AFP – German industrial giant Siemens yesterday posted a record net profit in the last fiscal year, but warned that global tariff conflicts could weigh on business in the coming 12 months.
Siemens netted EUR9 billion (USD9.5 billion) in cash between October 2023 and September 2024, a five-per-cent increase on the previous year, the group said in a statement.
Across the board, revenues grew moderately to EUR75.9 billion from EUR74.9 billion in the previous year, when adjusted for changes in the group’s activities.
Orders, meanwhile, declined to EUR84.1 billion from EUR89.4 billion the previous year, Siemens said. The sprawling conglomerate had seen “strong demand” in its electrification, transportation and industrial software divisions, Siemens Chief Executive Officer Roland Busch said. Conditions in its automation business, however, remained “challenging”, Busch said.
Revenues in the area were “substantially lower” than in the previous year, with companies “still reducing elevated stock levels due to weak global demand for manufactured goods”, Siemens said.
The weakness saw revenues in Siemens’ digital industries division decline by eight per cent in a year to EUR18.5 billion.

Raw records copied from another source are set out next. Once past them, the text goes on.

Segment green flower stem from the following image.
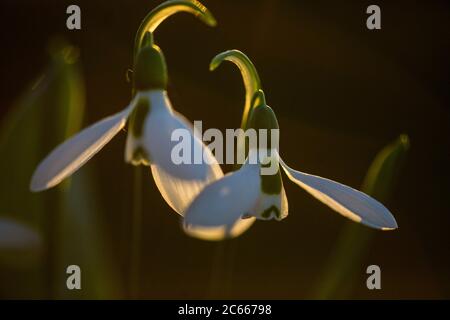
[134,0,217,61]
[209,50,261,130]
[314,135,409,299]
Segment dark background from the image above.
[0,0,450,299]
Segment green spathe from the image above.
[130,98,151,138]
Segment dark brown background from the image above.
[0,0,450,299]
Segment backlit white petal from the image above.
[280,158,397,230]
[0,218,41,250]
[184,163,261,236]
[142,91,216,181]
[30,107,131,191]
[150,155,223,215]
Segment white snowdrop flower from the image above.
[183,50,397,240]
[30,32,223,214]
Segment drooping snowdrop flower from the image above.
[30,0,223,214]
[183,50,397,240]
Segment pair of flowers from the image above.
[30,0,397,240]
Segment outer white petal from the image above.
[0,219,41,250]
[142,91,218,181]
[30,107,131,191]
[184,164,261,240]
[280,158,397,230]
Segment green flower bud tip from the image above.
[134,41,168,91]
[249,90,279,131]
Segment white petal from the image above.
[184,164,261,237]
[280,158,397,230]
[150,158,223,215]
[142,92,217,181]
[0,219,41,250]
[30,107,131,191]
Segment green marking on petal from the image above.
[261,163,283,194]
[130,98,151,138]
[261,205,281,220]
[131,146,151,165]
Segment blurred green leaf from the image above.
[314,134,409,299]
[0,40,117,298]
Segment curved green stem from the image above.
[134,0,217,56]
[209,50,261,130]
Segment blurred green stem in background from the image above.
[0,39,120,298]
[313,134,409,299]
[129,166,143,299]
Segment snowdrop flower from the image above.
[30,1,223,214]
[184,50,397,240]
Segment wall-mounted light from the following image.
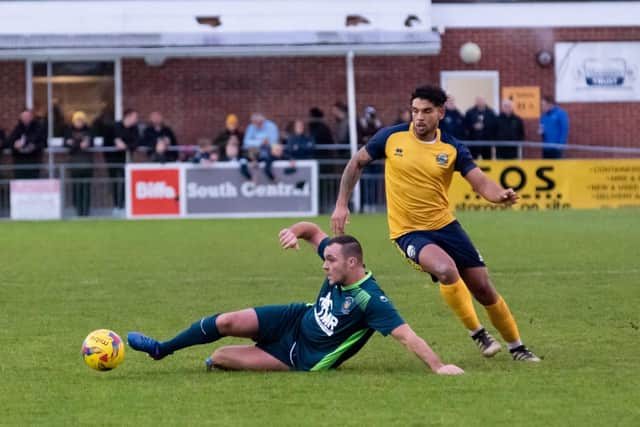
[460,42,482,64]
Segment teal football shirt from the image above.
[293,238,405,371]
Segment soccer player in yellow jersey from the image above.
[331,86,540,362]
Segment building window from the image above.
[32,61,116,138]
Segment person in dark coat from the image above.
[64,111,93,216]
[6,110,47,179]
[142,111,178,163]
[464,96,497,159]
[496,99,524,159]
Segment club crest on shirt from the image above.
[342,297,353,314]
[436,153,449,166]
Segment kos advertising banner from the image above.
[449,160,640,211]
[555,42,640,102]
[126,160,318,218]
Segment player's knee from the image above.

And looking ahead, the group anticipated the core business segment to struggle, saying revenues could decline by up to six per cent in the coming year.
Overall, Siemens said it expected revenue growth in the coming year of between three and seven per cent.
The group based its forecast for the coming year on the assumption of “moderate macroeconomic growth” over the coming twelve months.
The tempered optimism was down to “ongoing challenges for the manufacturing sector due to overcapacity and weak consumer demand”, Siemens said.
It was also “due in part to continuing geopolitical uncertainty including trade conflicts”, the group said.